Равнина в Огне - [15]
Равнина в огне
В первые дни после большевистского переворота я встретил Темир-Булата Бей-Булатова, который с печалью в голосе процитировал мне Ветхий Завет: «Всему своё время, и время всякой вещи под небом… Время убивать и время врачевать; время разрушать и время строить,.. время любить и время ненавидеть; время войне и время миру», а потом добавил от себя:
– Долго нам придётся ждать время мира.
– В смысле? Вы думаете, быть войне? – переспросил я его.
– Это единственное в чём я уверен. В очередной раз наша нация обречена на трагедию.
Вид у Темир-Булата в целом был подавленный. Иное дело Уллу-Бий Буйнакский. Не то чтобы он в ту пору уже был особо близок к большевикам, но он был восхищён их решительностью, их обещаниями и личностью самого Ленина. Его жажде деятельности не было предела.
Помню, что на собрании Облисполкома Коркмасов осудил большевистский переворот, но и ему самому досталось за нерешительность в борьбе с эсерами-максималистами, большевиками и анархистами, то есть с Петровским комитетом Уллу-Бия. Через неделю Джелала сменил на посту председателя Облисполкома сторонник Гоцинского Темир-Булат Бамматов, старший брат Гайдара. Почти всех социалистов в Облисполкоме заменили члены «Милли-Комитета». Исключением оставался, кажется один только Алибек Тахо-Годи, у которого сохранялись на тот момент некоторые колебания по поводу собственной политической ориентации.

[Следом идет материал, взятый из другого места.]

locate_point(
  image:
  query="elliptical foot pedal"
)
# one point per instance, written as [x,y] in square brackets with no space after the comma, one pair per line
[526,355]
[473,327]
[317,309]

В январе разразился политический кризис, ознаменовавший окончание падение престижа власти Облисполкома. Гоцинский устроил парад своих войск в Темир-Хан-Шуре, а затем вступил в перестрелку с милицией Социалистической группы в Дженгутае. Потом полыхнуло в Хасав-Юртовском округе. Там всё более отдалявшийся от несмелого «имама» более деятельный Узун-Хаджи учинил «газават», так он называл резню безоружного русского и немецкого населения.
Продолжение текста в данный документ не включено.